Saw a dead body on the way to the casino. I think that's a good sign.
can you buy anything in the cafeteria for less than $2? I spent the last of my laundry money on a chia pet
Well ya in hindsight obviously offering the cop a jello shot was a bad idea
just joined the mile high club. if this plane crashes because of this text, it was worth.
he said 'i love fucking you, ashley'. it was the most romantic thing he's said during sex because he actually used my name.
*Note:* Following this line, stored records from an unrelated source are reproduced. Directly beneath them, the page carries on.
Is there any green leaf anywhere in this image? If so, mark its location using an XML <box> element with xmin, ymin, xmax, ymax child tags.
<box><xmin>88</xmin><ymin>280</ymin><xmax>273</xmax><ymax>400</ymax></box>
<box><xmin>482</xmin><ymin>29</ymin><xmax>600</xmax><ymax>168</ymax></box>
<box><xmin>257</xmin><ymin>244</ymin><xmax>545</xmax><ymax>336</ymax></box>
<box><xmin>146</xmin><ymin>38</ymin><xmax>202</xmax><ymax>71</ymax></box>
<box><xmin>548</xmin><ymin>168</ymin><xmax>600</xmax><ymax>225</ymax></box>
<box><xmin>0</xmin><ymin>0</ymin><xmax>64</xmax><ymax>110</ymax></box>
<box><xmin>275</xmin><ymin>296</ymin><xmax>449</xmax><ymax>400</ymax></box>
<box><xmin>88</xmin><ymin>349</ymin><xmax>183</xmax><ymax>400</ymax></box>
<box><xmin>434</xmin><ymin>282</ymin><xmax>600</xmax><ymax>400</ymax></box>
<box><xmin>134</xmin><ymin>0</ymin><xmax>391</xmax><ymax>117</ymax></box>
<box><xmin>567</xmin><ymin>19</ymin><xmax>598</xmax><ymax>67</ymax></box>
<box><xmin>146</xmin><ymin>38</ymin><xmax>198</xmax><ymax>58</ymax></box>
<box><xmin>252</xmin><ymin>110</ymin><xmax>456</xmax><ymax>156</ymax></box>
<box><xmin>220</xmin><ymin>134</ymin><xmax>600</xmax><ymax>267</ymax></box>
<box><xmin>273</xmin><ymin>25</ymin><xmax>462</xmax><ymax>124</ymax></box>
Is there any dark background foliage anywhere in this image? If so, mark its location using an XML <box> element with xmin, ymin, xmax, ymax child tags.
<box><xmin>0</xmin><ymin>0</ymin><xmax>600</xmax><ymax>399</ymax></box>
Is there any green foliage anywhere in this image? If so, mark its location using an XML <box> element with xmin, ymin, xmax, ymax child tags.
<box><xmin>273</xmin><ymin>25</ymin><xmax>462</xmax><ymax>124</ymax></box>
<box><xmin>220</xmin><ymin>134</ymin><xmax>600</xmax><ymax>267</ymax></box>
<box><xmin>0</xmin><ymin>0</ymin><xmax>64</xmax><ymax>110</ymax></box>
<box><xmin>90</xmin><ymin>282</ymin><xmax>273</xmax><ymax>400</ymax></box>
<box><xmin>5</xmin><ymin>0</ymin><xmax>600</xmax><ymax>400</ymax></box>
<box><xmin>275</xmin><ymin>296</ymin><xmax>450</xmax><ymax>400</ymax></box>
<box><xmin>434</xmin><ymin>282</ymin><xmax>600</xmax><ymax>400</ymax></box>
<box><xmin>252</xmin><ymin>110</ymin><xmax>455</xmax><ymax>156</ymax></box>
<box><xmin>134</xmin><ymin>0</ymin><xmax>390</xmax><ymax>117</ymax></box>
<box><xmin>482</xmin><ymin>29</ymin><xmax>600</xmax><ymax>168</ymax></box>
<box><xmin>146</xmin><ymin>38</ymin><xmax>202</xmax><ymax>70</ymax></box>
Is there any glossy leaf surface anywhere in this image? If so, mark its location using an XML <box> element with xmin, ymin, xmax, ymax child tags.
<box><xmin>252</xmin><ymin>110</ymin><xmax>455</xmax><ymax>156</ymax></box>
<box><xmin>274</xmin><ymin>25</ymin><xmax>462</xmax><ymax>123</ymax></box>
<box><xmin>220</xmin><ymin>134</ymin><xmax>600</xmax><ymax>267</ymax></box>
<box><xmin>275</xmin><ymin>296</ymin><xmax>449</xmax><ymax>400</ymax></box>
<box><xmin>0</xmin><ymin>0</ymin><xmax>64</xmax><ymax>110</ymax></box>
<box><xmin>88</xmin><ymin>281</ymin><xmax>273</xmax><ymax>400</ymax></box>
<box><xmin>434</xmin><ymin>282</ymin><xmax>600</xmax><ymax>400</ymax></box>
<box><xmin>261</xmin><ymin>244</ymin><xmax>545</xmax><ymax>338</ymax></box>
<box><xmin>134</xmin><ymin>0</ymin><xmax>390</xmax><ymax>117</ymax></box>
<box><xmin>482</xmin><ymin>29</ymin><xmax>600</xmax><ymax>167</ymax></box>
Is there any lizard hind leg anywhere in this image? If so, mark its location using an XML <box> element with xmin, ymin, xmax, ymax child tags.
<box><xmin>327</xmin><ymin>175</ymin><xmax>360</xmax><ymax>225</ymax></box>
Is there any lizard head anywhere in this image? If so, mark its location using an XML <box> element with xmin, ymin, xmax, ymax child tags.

laying naked on couch sucking water through straw. i can still feel the orgasm from last night. thank you mdma.
Woke up with his dick on the side of my face, it's like he passed out mid-mushroom stamp.
Whenever I think to myself, "I don't work for a bunch of hours"... It's shot time?
DOMA is dead. I'm definitely going to be the last of our friends to get married now.
I should rephrase... I'm trying to not sit on other peoples faces besides my boyfriends.
I stood in my living room with two beers in my hand asking these said beers if they were going to drink each other. I then insisted that I would drink them and chugged both. Happy Halloween.
I'm gonna have to get a lube sherpa.
Well, he kept asking me if I was going to murder him once we got upstairs. It sort of killed the mood.
you tried to make the parrot smoke your joint
The only thing I remember about us having sex is yelling at him to choke me.